GM and Ford both threatened the UAW with moving all production out of the United States if the automakers did not get a health care deal. Having conceded on health care, Gettelfinger cannot concede on job security. In his public comments before the negotiations began, he telegraphed job security as the UAW’s number one issue. He can make every other concession seem like a triumph, billing the VEBA as a way of protecting retirees against the risk of the manufacturers bankruptcy, but he cannot make outsourcing anything but a defeat. He’s won’t even try: Gettelfinger has reportedly told GM negotiators that his membership will not ratify a contract with the other concessions if it doesn’t protect job security.

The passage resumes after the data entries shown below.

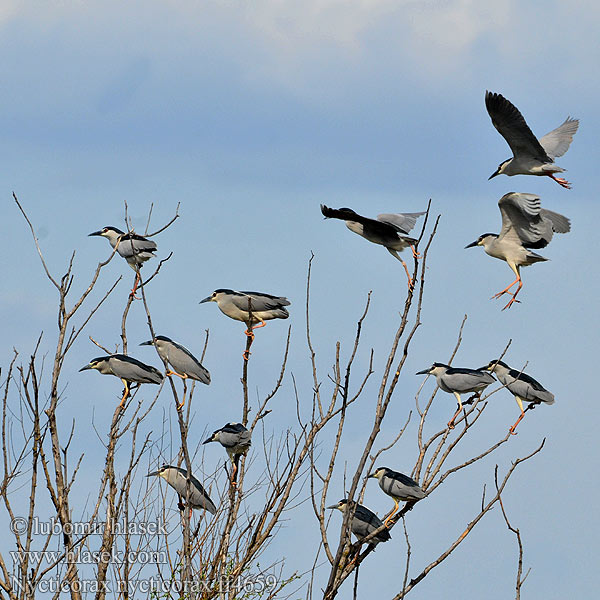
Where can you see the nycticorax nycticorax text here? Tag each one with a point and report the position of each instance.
(236, 439)
(388, 230)
(176, 477)
(530, 155)
(183, 363)
(364, 521)
(134, 248)
(525, 225)
(399, 486)
(457, 381)
(522, 386)
(127, 369)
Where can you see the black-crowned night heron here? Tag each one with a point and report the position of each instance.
(134, 248)
(176, 477)
(388, 230)
(457, 381)
(183, 363)
(399, 486)
(530, 155)
(525, 225)
(364, 521)
(236, 439)
(239, 306)
(522, 386)
(127, 369)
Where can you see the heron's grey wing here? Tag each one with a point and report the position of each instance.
(259, 301)
(522, 221)
(131, 244)
(557, 142)
(403, 222)
(560, 223)
(187, 353)
(199, 496)
(511, 125)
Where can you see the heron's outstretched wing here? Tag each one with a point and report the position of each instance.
(523, 216)
(511, 125)
(402, 222)
(557, 142)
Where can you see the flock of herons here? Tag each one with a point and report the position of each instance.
(526, 227)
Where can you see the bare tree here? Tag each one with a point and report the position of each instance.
(198, 555)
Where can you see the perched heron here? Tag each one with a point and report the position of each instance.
(177, 478)
(363, 522)
(388, 230)
(457, 381)
(236, 439)
(183, 363)
(525, 225)
(522, 386)
(530, 155)
(239, 306)
(134, 248)
(399, 486)
(127, 369)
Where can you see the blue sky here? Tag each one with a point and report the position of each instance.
(251, 115)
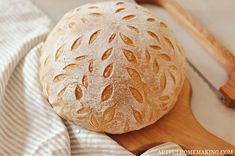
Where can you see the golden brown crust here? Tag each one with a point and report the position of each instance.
(112, 67)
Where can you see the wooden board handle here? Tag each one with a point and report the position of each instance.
(213, 45)
(228, 91)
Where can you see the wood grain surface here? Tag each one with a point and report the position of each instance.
(178, 126)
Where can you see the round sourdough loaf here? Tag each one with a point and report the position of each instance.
(112, 67)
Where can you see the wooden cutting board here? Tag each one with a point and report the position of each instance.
(178, 126)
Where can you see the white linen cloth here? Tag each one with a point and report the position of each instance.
(28, 125)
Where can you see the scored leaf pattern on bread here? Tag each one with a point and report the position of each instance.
(116, 69)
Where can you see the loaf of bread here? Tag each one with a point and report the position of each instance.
(112, 67)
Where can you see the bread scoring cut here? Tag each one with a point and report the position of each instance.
(112, 67)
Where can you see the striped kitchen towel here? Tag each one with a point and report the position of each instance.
(28, 125)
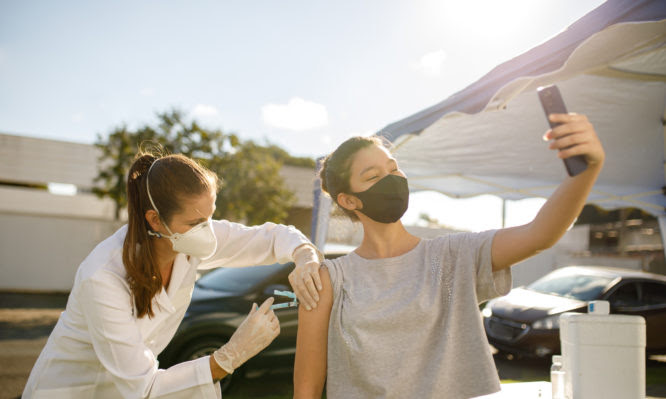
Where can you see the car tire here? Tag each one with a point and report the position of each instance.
(204, 346)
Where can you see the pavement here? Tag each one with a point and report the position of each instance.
(26, 320)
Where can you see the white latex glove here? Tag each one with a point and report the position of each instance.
(304, 279)
(255, 333)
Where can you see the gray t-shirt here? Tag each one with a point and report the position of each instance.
(410, 326)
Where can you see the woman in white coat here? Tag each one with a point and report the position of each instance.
(131, 292)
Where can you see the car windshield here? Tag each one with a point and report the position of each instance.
(238, 279)
(583, 287)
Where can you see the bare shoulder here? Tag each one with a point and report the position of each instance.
(323, 309)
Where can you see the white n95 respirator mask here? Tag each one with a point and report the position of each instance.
(199, 241)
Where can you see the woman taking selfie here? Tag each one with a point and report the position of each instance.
(399, 316)
(132, 291)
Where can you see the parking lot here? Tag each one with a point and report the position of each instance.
(26, 321)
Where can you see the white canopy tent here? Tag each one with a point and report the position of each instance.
(486, 139)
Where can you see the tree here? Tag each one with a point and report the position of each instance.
(252, 189)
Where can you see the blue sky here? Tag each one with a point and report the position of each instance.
(302, 74)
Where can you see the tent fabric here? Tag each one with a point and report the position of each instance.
(544, 58)
(486, 139)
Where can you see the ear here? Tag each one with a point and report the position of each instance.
(153, 220)
(349, 202)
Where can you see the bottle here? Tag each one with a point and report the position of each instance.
(557, 378)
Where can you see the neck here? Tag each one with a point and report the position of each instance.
(385, 240)
(164, 256)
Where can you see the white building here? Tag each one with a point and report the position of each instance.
(44, 235)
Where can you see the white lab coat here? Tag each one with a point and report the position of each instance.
(100, 349)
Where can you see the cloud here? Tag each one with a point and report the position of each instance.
(147, 92)
(297, 114)
(204, 111)
(430, 64)
(78, 117)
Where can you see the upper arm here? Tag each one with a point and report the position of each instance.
(239, 245)
(312, 343)
(512, 245)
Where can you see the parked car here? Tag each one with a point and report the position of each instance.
(526, 321)
(220, 302)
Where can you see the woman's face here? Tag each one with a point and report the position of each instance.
(195, 210)
(369, 165)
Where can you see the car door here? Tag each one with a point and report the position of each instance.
(282, 350)
(653, 309)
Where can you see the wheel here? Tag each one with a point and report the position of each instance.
(200, 347)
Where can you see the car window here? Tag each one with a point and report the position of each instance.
(653, 293)
(625, 295)
(577, 286)
(238, 279)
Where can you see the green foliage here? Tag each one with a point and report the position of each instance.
(252, 190)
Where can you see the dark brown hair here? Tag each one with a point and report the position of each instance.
(172, 179)
(335, 168)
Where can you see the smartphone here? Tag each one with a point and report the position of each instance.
(552, 103)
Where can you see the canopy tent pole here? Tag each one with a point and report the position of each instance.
(321, 210)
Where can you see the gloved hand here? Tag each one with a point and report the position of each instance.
(304, 279)
(255, 333)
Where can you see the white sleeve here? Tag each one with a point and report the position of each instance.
(118, 344)
(239, 245)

As a practical proposition, Gettelfinger is right. A VEBA protects retired autoworkers, not those currently employed. Benefits to those currently employed are illusory if there is no assurance that the job that provides them will be there next year, or the year after. If that’s the issue, the UAW will never have more bargaining power than it has right now. A strike now makes more sense than waiting until the next contract expires and then trying to preserve what jobs are left.
General Motors and the other Detroit automakers have rightfully contended that UAW members are vastly overpaid for what they do, at least in comparison to those working in the United States for Toyota, Honda, and BMW. But the union’s claim that its members are as efficient as any auto workers anywhere is also valid. The difference in productivity is partly attributable to the efficiency of the physical facilities. The brand-new Tundra plant is more efficient than the plants that make Silverados, all of which are decades old.

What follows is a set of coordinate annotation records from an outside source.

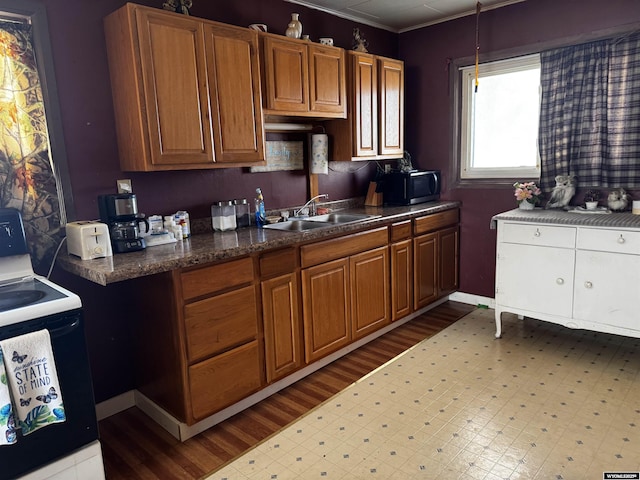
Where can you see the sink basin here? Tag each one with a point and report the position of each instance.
(296, 225)
(341, 217)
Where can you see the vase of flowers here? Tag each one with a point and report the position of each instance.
(527, 195)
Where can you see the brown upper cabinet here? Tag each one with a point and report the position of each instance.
(303, 79)
(186, 91)
(374, 129)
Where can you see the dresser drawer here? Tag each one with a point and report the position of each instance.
(609, 240)
(400, 231)
(215, 324)
(207, 280)
(435, 221)
(222, 380)
(541, 235)
(332, 249)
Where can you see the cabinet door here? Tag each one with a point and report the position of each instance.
(286, 75)
(326, 305)
(234, 83)
(607, 289)
(401, 279)
(177, 106)
(327, 81)
(369, 275)
(391, 75)
(425, 270)
(537, 279)
(282, 339)
(365, 105)
(448, 240)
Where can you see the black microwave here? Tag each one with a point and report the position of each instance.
(409, 188)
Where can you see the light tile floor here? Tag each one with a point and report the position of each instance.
(543, 402)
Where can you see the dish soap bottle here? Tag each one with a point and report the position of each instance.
(260, 213)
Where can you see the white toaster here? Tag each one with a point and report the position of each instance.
(88, 240)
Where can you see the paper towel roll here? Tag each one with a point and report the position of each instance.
(320, 154)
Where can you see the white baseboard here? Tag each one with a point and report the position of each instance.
(472, 299)
(115, 405)
(183, 432)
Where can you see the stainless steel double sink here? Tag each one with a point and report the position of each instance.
(319, 221)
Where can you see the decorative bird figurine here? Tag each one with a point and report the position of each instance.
(562, 193)
(618, 200)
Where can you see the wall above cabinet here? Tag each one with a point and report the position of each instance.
(209, 116)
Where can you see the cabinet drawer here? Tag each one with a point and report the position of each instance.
(609, 240)
(542, 235)
(218, 323)
(273, 264)
(333, 249)
(435, 221)
(214, 278)
(400, 231)
(222, 380)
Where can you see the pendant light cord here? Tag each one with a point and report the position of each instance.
(478, 7)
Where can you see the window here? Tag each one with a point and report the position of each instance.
(33, 170)
(499, 120)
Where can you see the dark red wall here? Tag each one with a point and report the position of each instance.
(82, 74)
(428, 136)
(84, 91)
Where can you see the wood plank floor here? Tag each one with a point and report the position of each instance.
(135, 447)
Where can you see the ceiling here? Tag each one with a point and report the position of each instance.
(401, 15)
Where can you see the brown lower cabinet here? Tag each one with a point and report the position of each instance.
(281, 312)
(345, 290)
(212, 335)
(435, 257)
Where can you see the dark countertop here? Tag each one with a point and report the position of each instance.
(576, 217)
(215, 246)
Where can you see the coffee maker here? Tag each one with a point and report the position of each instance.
(120, 213)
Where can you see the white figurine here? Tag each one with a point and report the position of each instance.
(562, 193)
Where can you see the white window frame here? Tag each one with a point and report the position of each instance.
(467, 80)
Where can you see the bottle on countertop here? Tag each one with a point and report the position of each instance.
(261, 216)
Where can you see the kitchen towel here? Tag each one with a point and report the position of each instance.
(33, 381)
(7, 420)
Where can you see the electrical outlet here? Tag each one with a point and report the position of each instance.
(124, 186)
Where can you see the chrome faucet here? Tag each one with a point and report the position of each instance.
(312, 204)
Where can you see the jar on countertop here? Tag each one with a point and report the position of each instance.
(223, 216)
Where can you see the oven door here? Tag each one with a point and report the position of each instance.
(72, 363)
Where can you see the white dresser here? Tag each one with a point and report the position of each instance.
(576, 269)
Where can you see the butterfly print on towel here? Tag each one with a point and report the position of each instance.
(18, 358)
(52, 395)
(10, 433)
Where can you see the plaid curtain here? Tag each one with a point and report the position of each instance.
(590, 113)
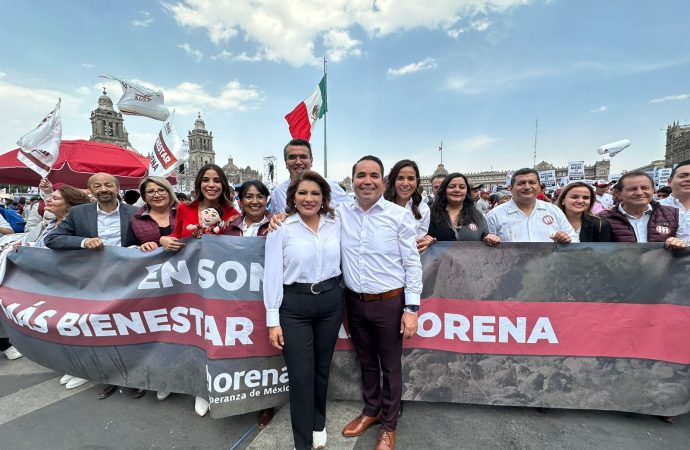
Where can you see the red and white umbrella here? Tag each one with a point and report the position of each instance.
(78, 160)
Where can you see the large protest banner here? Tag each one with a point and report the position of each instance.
(602, 326)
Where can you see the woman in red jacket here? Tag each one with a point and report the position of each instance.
(212, 191)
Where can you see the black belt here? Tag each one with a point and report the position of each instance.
(313, 288)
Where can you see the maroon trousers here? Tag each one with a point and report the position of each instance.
(375, 330)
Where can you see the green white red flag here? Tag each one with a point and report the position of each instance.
(302, 118)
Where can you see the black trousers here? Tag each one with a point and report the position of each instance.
(310, 326)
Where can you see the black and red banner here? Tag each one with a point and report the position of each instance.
(603, 326)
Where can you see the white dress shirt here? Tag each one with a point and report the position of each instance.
(423, 222)
(509, 223)
(109, 230)
(296, 254)
(5, 224)
(279, 196)
(638, 224)
(379, 250)
(606, 200)
(683, 219)
(253, 229)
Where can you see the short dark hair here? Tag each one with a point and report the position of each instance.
(680, 164)
(263, 190)
(368, 158)
(297, 143)
(389, 194)
(310, 175)
(227, 197)
(523, 171)
(634, 173)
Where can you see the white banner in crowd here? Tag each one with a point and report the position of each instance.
(140, 101)
(576, 170)
(39, 148)
(548, 178)
(169, 150)
(661, 176)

In the ultimate analysis, making financial concessions makes no sense for the union unless GM is going to reinvest some of the saved money in improving its own competitive posture, including investing in infrastructure in the United States and Canada. Moreover, GM will be giving away a potential competitive advantage if it does not invest in domestic production, an advantage that other carmakers continue to recognize. (Only last week, Volkswagen said it is likely to build a plant in the United States.)
In the end, Gettelfinger might be saving GM from itself.